Bei Angelegenheiten aus ihrem Tätigkeitsbereich muss die Interessenvertretung rechtzeitig und unaufgefordert informiert werden. Dazu zählen unter anderem:
- anzeigepflichtige Arbeitsunfälle
- Berufskrankheitenverfahren
- Arbeitsschutzthemen im Rahmen der betriebsärztlichen und sicherheitstechnischen Betreuung
- bauliche, technische oder organisatorische Veränderungen im Betrieb
- Unfalluntersuchungen oder Besichtigungen durch die BGW und Behörden
Für die Informationsweitergabe ist es sinnvoll, klare und transparente Kommunikationswege im Unternehmen zu etablieren. Also zum Beispiel zwischen Interessenvertretung, Arbeitsschutzausschuss, Beschäftigten und Arbeitgeber oder Arbeitgeberin.

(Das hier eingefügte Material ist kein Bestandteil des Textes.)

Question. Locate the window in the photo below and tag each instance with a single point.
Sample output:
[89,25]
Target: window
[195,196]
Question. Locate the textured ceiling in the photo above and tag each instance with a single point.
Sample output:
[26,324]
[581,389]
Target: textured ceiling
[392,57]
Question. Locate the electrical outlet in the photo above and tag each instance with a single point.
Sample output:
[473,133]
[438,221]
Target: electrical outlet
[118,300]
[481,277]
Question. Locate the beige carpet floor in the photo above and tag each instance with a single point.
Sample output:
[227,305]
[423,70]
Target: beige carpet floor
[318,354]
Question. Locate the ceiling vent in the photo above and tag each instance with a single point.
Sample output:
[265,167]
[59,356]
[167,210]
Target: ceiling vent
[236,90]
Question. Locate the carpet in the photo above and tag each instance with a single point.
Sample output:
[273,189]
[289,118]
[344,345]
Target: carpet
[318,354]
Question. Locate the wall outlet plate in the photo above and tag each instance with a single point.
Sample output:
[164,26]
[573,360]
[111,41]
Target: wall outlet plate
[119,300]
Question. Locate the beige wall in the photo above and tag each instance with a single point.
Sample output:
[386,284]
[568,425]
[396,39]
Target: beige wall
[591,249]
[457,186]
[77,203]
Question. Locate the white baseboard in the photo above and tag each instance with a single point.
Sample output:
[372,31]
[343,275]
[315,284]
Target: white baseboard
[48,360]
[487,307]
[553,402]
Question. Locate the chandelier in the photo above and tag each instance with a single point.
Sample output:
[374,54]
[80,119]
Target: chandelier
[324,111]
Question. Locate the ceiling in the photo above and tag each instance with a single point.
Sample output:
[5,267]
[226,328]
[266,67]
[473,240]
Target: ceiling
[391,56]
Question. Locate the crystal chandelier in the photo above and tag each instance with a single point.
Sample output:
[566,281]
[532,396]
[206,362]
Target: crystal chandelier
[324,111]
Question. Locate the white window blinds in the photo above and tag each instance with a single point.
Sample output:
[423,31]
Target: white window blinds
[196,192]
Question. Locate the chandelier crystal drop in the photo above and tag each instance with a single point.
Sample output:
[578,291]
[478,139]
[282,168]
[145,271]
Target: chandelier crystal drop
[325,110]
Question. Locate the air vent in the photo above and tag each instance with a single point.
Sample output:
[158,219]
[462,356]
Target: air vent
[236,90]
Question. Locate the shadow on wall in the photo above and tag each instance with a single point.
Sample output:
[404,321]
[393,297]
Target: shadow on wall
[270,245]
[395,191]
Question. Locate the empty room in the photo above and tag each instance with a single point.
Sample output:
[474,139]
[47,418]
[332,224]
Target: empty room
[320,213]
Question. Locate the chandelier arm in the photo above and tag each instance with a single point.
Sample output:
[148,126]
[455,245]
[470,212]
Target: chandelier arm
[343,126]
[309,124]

Stärkste Möglichkeit der Einflussnahme: Mitbestimmung
Die betrieblichen Interessenvertretungen sind an Entscheidungen zur Sicherheit und Gesundheit im Unternehmen zu beteiligen. Mitbestimmung bedeutet, gemeinsam mit der Unternehmensleitung zu entscheiden. Unter die Mitbestimmung fällt unter anderem die Entscheidung über die Art der betriebsärztlichen und sicherheitstechnischen Betreuung.
Die Interessenvertretung kann sich bei der Gefährdungsbeurteilung besonders für die gesundheitsförderliche Gestaltung der Arbeitsplätze engagieren. Also an Begehungen teilnehmen, die Kommunikation zwischen den Beteiligten moderieren und eigene Vorschläge einbringen. Wie die Gefährdungsbeurteilung sowie Unterweisungen durchgeführt werden, ist mitbestimmungspflichtig.
Mitwirkung beziehungsweise Mitberatung
Bei weiteren Arbeitsschutzangelegenheiten – wie der Benennung von Sicherheitsbeauftragten oder der Auswahl persönlicher Schutzausrüstung – ist die betriebliche Interessenvertretung mitwirkend und beratend beteiligt. Die Entscheidungskompetenz liegt in diesen Fällen allein bei der Unternehmensleitung. Evangelische und katholische Kirche, Caritas und Diakonie verwenden statt Mitwirkung den Begriff Mitberatung.
Initiative ergreifen
Betriebsrat und MAV erhalten von Kollegen und Kolleginnen eventuell Hinweise auf Sicherheitsmängel oder Belastungen. Die Mitglieder der betrieblichen Interessenvertretung können zur Beseitigung von Gefahrenquellen und Missständen beitragen, indem sie den Hinweisen nachgehen und das Gespräch suchen.
Möglich sind auch Betriebs- oder Dienstvereinbarungen mit der Geschäftsleitung über weitergehende Maßnahmen für Sicherheit und Gesundheit, um gesetzliche Standards zu erweitern oder betrieblich zu konkretisieren.